In claiming these results for the cavalry arm of the service, the flying artillery with it must not be forgotten. I speak more particularly of Pennington's and Elder's batteries, because circumstances have placed me in the way of realizing their worth. These batteries have contributed materially to the successes of the cavalry. Both the officers who command these batteries and the officers under them, are peculiarly well qualified to fill their positions, by reason of their experience, combined with a thorough knowledge of their branch of the profession of arms, and also from the fact that their hearts are in the work they have in hand.

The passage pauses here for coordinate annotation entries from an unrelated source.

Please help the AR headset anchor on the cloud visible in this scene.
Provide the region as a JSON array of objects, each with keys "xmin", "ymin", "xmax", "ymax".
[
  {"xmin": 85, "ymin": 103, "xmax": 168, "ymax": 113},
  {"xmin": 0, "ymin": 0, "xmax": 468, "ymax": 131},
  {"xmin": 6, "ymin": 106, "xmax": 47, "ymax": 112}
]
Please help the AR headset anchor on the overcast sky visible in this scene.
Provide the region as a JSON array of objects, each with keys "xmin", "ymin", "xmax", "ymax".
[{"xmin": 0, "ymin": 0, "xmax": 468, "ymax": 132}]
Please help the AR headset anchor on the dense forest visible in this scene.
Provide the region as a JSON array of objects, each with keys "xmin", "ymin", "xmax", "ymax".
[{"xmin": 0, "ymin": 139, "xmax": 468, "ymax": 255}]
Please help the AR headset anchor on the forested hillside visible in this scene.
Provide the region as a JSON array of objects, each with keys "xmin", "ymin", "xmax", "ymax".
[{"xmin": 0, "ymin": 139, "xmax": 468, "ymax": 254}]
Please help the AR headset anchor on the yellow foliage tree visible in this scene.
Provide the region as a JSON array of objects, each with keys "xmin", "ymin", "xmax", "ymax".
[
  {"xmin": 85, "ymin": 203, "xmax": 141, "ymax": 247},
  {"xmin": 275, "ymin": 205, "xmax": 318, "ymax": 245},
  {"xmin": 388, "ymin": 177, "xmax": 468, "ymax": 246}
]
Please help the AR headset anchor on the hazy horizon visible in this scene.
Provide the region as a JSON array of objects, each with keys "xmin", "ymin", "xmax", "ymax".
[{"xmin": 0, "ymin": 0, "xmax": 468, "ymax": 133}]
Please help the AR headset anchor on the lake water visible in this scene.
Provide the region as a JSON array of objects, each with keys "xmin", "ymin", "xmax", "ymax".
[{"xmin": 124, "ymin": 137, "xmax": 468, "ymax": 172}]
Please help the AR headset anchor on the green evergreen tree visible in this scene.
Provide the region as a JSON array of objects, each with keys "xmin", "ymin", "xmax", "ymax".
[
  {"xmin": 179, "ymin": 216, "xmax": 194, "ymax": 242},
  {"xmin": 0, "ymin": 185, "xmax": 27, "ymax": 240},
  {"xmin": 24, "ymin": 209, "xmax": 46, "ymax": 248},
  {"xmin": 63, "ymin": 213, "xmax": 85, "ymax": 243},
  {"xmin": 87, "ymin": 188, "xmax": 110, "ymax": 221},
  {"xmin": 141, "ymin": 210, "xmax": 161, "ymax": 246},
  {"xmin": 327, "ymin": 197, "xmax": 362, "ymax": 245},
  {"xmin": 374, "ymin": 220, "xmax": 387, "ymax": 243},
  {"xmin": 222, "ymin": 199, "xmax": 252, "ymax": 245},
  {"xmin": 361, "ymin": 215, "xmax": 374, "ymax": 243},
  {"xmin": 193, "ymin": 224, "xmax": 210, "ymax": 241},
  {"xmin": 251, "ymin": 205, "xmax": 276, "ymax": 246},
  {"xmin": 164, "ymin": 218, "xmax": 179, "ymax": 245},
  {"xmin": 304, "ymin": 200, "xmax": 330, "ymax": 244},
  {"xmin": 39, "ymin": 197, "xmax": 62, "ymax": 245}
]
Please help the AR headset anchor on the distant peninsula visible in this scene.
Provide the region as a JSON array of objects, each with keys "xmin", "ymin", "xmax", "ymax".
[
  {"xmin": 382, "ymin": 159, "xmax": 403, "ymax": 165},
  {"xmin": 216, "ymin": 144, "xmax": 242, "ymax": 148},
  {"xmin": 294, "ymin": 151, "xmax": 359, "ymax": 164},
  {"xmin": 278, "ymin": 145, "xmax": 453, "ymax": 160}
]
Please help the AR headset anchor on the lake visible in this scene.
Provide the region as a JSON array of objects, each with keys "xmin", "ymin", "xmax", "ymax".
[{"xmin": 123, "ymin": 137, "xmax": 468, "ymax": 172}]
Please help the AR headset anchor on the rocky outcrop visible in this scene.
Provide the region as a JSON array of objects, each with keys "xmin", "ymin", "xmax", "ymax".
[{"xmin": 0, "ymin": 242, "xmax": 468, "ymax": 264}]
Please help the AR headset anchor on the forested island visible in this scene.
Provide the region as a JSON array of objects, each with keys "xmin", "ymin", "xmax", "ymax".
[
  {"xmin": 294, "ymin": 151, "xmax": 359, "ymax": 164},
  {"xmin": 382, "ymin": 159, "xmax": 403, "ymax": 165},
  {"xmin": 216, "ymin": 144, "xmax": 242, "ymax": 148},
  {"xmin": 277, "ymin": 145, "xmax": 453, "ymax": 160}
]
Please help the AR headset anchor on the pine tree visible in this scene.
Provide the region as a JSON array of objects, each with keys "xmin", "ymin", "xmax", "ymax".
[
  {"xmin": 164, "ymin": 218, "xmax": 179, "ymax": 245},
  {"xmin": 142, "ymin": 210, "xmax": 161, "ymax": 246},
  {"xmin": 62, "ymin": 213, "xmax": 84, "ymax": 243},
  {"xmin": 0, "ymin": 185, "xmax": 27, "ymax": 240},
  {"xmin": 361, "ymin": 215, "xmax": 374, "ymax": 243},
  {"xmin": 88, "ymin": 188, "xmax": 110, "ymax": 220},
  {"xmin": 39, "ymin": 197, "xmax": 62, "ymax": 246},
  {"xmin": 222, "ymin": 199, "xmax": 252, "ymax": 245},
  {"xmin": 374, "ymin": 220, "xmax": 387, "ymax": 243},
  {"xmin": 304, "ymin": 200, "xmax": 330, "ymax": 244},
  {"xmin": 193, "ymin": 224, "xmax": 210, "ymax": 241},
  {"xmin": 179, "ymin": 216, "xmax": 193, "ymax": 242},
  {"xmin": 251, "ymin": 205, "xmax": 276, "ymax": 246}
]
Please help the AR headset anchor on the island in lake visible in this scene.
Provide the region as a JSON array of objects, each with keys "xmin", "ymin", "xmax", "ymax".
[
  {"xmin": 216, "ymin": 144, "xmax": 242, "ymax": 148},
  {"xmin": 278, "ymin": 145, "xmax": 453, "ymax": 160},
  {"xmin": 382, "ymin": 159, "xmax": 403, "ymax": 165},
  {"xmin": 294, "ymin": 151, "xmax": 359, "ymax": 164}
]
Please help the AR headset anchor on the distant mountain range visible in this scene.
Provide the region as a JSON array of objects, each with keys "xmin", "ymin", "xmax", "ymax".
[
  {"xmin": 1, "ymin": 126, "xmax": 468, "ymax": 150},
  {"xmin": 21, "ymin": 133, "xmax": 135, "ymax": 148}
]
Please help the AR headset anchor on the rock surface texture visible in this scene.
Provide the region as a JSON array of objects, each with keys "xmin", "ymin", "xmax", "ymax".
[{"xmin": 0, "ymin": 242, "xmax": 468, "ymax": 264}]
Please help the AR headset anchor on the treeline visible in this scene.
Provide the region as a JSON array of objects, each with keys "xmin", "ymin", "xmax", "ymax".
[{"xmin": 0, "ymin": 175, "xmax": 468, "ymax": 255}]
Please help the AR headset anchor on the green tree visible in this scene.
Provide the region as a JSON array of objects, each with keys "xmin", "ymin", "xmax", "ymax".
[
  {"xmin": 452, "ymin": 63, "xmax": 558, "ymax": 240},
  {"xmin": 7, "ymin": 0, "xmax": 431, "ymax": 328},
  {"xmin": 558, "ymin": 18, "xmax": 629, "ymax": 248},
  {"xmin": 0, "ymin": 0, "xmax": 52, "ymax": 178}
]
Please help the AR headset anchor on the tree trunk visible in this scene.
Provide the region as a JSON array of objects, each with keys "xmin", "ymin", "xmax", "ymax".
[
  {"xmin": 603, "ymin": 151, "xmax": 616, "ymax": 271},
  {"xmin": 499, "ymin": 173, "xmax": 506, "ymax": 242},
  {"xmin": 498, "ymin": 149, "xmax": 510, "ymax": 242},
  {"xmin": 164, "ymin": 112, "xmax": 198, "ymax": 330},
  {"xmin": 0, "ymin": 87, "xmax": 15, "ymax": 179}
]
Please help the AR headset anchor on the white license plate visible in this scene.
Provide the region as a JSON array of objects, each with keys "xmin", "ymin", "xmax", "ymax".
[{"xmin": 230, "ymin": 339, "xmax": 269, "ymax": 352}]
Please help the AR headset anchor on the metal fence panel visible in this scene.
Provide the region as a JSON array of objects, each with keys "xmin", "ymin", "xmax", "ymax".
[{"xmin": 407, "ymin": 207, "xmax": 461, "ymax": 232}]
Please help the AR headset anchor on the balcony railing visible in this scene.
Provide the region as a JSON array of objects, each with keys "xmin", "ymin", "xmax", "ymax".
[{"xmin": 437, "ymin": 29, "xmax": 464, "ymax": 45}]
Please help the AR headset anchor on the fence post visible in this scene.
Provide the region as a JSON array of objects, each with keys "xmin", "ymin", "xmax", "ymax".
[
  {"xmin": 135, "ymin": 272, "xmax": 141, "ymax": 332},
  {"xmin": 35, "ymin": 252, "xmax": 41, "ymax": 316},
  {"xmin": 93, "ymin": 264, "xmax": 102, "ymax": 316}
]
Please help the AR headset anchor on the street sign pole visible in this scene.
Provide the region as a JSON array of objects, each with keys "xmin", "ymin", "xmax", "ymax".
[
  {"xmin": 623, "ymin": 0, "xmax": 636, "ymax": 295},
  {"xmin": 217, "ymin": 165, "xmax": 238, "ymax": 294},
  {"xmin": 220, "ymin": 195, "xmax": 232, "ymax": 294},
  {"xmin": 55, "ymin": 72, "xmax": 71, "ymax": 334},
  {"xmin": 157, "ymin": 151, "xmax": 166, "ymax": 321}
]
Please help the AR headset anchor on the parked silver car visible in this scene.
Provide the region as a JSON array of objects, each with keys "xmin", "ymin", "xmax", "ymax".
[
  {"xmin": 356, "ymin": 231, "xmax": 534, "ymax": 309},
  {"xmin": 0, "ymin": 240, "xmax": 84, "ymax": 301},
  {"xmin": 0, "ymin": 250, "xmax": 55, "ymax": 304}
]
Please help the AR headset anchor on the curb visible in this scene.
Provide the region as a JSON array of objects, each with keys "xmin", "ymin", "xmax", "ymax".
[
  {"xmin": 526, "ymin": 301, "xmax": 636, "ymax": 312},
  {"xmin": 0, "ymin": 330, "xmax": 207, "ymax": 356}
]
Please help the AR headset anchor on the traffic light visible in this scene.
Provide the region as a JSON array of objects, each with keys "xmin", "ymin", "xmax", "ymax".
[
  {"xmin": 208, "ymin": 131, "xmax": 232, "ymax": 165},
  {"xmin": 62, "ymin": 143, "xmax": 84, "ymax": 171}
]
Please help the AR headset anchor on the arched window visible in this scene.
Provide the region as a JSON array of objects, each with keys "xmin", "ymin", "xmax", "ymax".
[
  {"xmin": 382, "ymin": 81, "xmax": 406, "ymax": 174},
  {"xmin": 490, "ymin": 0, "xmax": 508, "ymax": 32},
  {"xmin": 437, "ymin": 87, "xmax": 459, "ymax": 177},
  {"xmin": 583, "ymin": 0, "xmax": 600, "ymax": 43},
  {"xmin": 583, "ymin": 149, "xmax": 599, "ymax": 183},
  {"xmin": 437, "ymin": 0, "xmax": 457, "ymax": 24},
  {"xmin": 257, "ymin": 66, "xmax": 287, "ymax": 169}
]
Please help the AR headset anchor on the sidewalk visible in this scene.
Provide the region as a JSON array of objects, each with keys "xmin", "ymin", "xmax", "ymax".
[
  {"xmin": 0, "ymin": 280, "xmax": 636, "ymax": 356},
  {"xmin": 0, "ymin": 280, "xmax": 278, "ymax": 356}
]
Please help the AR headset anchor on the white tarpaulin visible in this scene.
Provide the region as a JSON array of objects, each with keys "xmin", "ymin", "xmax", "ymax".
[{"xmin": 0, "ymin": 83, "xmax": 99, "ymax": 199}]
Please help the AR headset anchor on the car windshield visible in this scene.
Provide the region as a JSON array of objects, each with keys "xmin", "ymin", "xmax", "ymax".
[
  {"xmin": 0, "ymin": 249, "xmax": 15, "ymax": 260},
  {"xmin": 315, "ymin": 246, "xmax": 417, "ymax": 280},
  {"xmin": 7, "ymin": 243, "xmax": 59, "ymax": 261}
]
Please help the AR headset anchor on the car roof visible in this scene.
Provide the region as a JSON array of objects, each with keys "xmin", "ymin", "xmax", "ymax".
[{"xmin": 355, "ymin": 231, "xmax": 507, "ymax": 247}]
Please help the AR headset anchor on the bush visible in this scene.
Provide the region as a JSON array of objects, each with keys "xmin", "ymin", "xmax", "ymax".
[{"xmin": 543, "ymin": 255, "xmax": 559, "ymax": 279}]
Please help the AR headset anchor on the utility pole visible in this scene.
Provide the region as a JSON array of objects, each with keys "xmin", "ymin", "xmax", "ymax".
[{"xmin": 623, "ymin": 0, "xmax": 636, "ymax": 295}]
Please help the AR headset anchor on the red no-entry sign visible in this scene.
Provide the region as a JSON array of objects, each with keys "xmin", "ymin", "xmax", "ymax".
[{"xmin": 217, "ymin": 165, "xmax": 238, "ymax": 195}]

This letter has already become too lengthy, or I would refer to the able surgeons attached to the cavalry command, of the skill and untiring industry of which this branch of the service can boast, as demonstrated in the persons of Pancost, Capehart, Phillips and others; of the patriotic ladies in the towns through which this command has passed during the last three weeks--especially the ladies of Boonsboro — who with their own fair hands made and presented flags to the commanders of several brigades; but these matters must be reserved for a more fitting occasion.

The following named persons were in the Washington Hotel Hospital, Hagerstown, July fourteenth:

Sergeant J. W. Woodbury, First Vermont cavalry--wounded in leg.

W. Judy, First Ohio, color-bearer to General Kilpatrick's body-guard — thigh.

J. S. Merritt, First Vermont cavalry--arm.

P. Welsh, First Michigan cavalry--back.

Daniel Horton, Eighteenth Pennsylvania cavalry--shoulder.

J. M. Austin, Seventh Michigan cavalry--scalp.

S. M. Conklin, Eighteenth Pennsylvania cavalry--shoulder.

George S. Spofford, First Vermont cavalry--arm.

Albert Shew, Philadelphia Blue reserves — shoulder.

Robert McNutt, Philadelphia Blue reserves — breast.

John Agin, Philadelphia Blue reserves — left hand.